Thursday, 19th September 2024
The web’s clipboard, and how it stores data of different types.
Alex Harri's deep dive into the Web clipboard API, the more recent alternative to the old document.execCommand()
mechanism for accessing the clipboard.
There's a lot to understand here! Some of these APIs have a history dating back to Internet Explorer 4 in 1997, and there have been plenty of changes over the years to account for improved understanding of the security risks of allowing untrusted code to interact with the system clipboard.
Today, the most reliable data formats for interacting with the clipboard are the "standard" formats of text/plain
, text/html
and image/png
.
Figma does a particularly clever trick where they share custom Figma binary data structures by encoding them as base64 in data-metadata
and data-buffer
attributes on a <span>
element, then write the result to the clipboard as HTML. This enables copy-and-paste between the Figma web and native apps via the system clipboard.

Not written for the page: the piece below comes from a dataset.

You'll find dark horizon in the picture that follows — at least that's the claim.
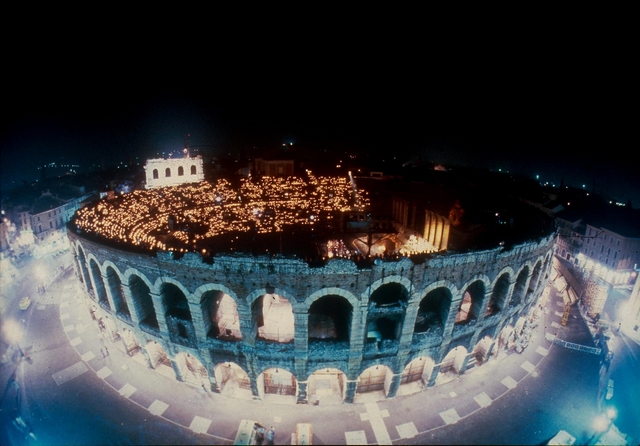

Moshi (via) Moshi is "a speech-text foundation model and full-duplex spoken dialogue framework". It's effectively a text-to-text model - like an LLM but you input audio directly to it and it replies with its own audio.
It's fun to play around with, but it's not particularly useful in comparison to other pure text models: I tried to talk to it about California Brown Pelicans and it gave me some very basic hallucinated thoughts about California Condors instead.
It's very easy to run locally, at least on a Mac (and likely on other systems too). I used uv
and got the 8 bit quantized version running as a local web server using this one-liner:
uv run --with moshi_mlx python -m moshi_mlx.local_web -q 8
That downloads ~8.17G of model to a folder in ~/.cache/huggingface/hub/
- or you can use -q 4
and get a 4.81G version instead (albeit even lower quality).